Purpose, Vision, Mission
Are brand purpose and company purpose the same thing? Why do you need vision and mission? Can you manage a company and a B2B brand without answering these questions? Sure, you can. However, if employees, customers, and all other stakeholders understand and experience what a brand stands for, this has a motivating, inspiring, and sales-promoting effect.
PURPOSE, VISION, MISSION.
Work with motivation today on tomorrow.
In the past, entrepreneurs and businesses were a natural part of society. Responsibility for the community and the community’s dependence on local companies and employers created an interaction and made each other mutually responsible. In today’s international and hierarchical corporate structures, different communication tools are needed to convey the company’s purpose, future image, and mission to the diverse stakeholder groups. In brand consulting, we work with clients to develop the appropriate tools so that managers at all locations and levels describe the same vision and mission, and tell the same stories. This creates a holistic and credible corporate image, in which the relationship to society and responsibility for the community also form an essential part.
What is purpose?
Brand consulting differentiates. The corporate purpose is economic: it formulates economic goals that ensure the continued existence of the company. The brand purpose describes what lies behind the corporate goals: the meaning, the drive, and the motivation for long-term action. It places the B2B brand with its economic goals in a social, ecological, and ethical context. The brand purpose answers the question of co-responsibility, which is of great importance in employer branding today. For sustainable success, the long-term economic corporate purpose must also be encompassed by meaning and drive, by enthusiasm for the task itself and responsibility for society. In consulting projects, the aim is to work out and formulate this core.
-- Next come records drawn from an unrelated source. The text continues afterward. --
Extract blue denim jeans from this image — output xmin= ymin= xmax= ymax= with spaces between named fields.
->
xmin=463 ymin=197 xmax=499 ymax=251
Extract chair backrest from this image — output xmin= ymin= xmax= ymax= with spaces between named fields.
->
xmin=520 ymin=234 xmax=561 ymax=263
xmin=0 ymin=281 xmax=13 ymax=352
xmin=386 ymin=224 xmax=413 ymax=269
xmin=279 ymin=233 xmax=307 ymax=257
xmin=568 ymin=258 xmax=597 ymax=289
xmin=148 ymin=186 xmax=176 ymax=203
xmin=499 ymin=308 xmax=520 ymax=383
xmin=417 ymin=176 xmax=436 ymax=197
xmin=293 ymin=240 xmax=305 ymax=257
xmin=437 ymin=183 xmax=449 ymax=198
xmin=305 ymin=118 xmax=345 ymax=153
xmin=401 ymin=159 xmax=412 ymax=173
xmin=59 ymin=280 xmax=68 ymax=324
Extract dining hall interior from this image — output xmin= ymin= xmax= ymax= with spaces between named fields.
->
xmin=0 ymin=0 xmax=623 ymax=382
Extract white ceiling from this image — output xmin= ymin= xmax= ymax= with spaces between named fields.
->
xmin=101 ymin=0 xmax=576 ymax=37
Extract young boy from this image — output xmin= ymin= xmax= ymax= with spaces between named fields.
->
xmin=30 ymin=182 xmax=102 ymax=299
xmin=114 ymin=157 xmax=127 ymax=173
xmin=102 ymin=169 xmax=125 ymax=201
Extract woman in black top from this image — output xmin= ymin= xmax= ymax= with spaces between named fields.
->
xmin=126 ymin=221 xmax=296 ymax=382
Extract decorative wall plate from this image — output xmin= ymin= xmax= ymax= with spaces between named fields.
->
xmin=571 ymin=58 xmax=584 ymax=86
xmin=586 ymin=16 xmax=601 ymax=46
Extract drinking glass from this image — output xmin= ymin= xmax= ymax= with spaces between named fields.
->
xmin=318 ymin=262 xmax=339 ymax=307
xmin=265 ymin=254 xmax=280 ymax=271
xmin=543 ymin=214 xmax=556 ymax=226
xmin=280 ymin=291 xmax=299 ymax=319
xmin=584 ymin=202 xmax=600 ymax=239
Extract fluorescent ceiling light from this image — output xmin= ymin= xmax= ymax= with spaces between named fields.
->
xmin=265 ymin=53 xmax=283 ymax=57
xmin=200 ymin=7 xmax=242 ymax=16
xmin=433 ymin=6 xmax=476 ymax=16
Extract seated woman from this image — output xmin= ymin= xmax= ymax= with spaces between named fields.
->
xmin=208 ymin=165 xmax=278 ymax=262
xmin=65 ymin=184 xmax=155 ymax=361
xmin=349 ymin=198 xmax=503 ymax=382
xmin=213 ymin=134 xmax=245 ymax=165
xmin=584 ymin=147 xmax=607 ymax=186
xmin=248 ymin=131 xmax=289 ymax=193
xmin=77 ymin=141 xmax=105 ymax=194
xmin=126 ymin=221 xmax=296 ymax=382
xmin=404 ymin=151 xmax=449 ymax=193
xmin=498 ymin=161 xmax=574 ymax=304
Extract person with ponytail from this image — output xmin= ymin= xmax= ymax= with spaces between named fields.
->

Purpose — more than a buzzword
If the image in the market is different from what you want as a company or brand, expensive image campaigns in B2B markets will help temporarily at best. If a B2B company really wants to develop further, it has to face the question of its identity from within and start brand work there. The brand purpose provides some of the answers.
The future image of the company. The desired goal.
Vision — the view into the future
The vision describes a desired goal in the future — an ideal state that a company wishes to achieve. The vision must be ambitious, but in no way unattainable and therefore implausible. The vision reaches employees and stakeholders effectively if it is as concise as possible. Formulated in the present tense, the vision statement unfolds its potential even better, because it brings the future linguistically into the present. This makes the vision seem more achievable, closer, and more realistic. The present tense formulation causes the imagination to grow, which is important to us in brand consulting and development. The shorter and easier to understand the vision statement is written, the clearer it becomes to all employees what it is about.
Corporate goals and corporate strategies are closely linked to the vision, to the company’s image of the future. The vision stands for the long-term development of the company. It answers questions: Why do we do what we do? How do we justify what we do? And for whom are we doing it? The vision is the guiding framework for sustainable success if it is truly pragmatic, adhered to by all managers, and has a real connection to everyday actions.
The mission of the company. What problems it solves and how.
Mission — working on the future today
The mission outlines the mission that the company is pursuing. It formulates why the company exists, how it works every day to fulfill the vision of the future, what makes it special, and what its unique selling proposition is. The mission statement also says something about what the company values in its daily work, in its mission and in its dealings with employees, customers, and stakeholders.
Values are exactly what address the market and the customers. The mission statement establishes the link between inside and outside because it explains how the company wants to be seen by customers, and why customers can trust it and be loyal. The clearer and more aware all internal stakeholders are of the long-term corporate mission and the shared values of the work, the more benefit the vision and mission unfold in the work and create a unified understanding. In brand projects, the first part of the brand work is done here, then it continues in brand consulting with the topics of brand identity, brand personality, brand values. And it branches out further into brand design and brand presence, to employer branding or customer experience, for example.
Purpose, vision, and mission in the marketing funnel
What is that supposed to mean? Who needs it? Where does it appear in communication? These questions are easy to answer if you consider the interaction of all aspects of brand positioning in brand consulting.
Brand purpose and vision dominate the awareness phase. They provide a quick insight into what drives the B2B company. This is interesting, arouses curiosity, and increases the time that a potential applicant or new customer spends looking at the company and its offering.
A “reason why” which is formulated in a convincing and concise manner has a positive influence on the consideration phase. In just a few words, it becomes clear what benefits the company promises and with what ambition it approaches its activities. In the conversion phase, the mission statement positively reinforces the purchase decision and the conclusion of the contract. Of course, it is not just the written words, but the congruent behavior of all employees in the company that gives the customer a secure feeling in their decision. Values are the basis. A common understanding of values leads to the same behavior of all players in the company and thus to an authentic image. The positive result is greater loyalty.